Section 33519 Of Article 3. Dairy Farm Sanitation From California Food And Agricultural Code >> Division 15. >> Part 1. >> Chapter 5. >> Article 3.
33519
. The pails, cans, bottles, or other containers for milk or
its products, or the strainers, coolers or other utensils,
appliances, apparatus, or equipment which come in contact with the
milk or its products shall be thoroughly washed and afterwards
sterilized each time they are used by one of the following methods:
(a) Exposure to water vapor at a temperature of not less than 170
degrees Fahrenheit for a period of at least 15 minutes or at a
temperature of not less than 200 degrees Fahrenheit for a period of
at least five minutes in a steam cabinet equipped with an indicating
thermometer which is located in the coldest zone.
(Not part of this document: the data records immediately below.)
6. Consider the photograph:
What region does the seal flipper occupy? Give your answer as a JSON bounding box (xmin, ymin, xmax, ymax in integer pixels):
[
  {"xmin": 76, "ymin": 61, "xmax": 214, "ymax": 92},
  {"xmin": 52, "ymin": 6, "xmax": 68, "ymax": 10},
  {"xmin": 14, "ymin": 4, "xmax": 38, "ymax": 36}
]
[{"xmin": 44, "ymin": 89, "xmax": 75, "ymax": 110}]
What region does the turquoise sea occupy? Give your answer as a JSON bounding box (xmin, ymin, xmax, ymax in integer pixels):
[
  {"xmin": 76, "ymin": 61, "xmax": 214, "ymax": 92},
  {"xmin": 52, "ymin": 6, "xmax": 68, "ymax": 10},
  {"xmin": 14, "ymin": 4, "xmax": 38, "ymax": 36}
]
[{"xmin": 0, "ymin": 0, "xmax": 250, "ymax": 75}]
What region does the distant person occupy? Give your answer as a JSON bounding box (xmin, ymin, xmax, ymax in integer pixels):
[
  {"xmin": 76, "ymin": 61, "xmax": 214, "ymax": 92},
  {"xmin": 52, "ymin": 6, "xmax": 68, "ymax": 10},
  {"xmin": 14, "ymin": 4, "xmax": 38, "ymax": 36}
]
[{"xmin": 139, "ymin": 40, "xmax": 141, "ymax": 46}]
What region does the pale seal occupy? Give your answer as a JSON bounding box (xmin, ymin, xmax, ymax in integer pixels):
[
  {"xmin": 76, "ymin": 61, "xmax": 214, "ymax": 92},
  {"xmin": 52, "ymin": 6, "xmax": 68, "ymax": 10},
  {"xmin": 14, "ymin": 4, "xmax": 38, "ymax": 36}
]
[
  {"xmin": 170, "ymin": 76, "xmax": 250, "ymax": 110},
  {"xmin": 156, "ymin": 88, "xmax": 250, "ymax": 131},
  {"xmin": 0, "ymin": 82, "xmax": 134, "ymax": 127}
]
(b) Exposure to an enclosed jet of steam for not less than one
minute.
(c) Complete immersion in hot water at a temperature of not less
than 170 degrees Fahrenheit for a period of at least five minutes.
(d) Exposure to a flow of hot water of a temperature of not less
than 170 degrees Fahrenheit, as determined at an outlet, for a period
of at least five minutes.
(e) Exposure to hot air at a temperature of not less than 180
degrees Fahrenheit for a period of at least 20 minutes in an oven or
hot air cabinet which is equipped with an indicating thermometer
located in the coldest zone.
(f) A chemical or other sterilization process which has been
approved by the director and which is used in the manner which is
established by regulation of the director.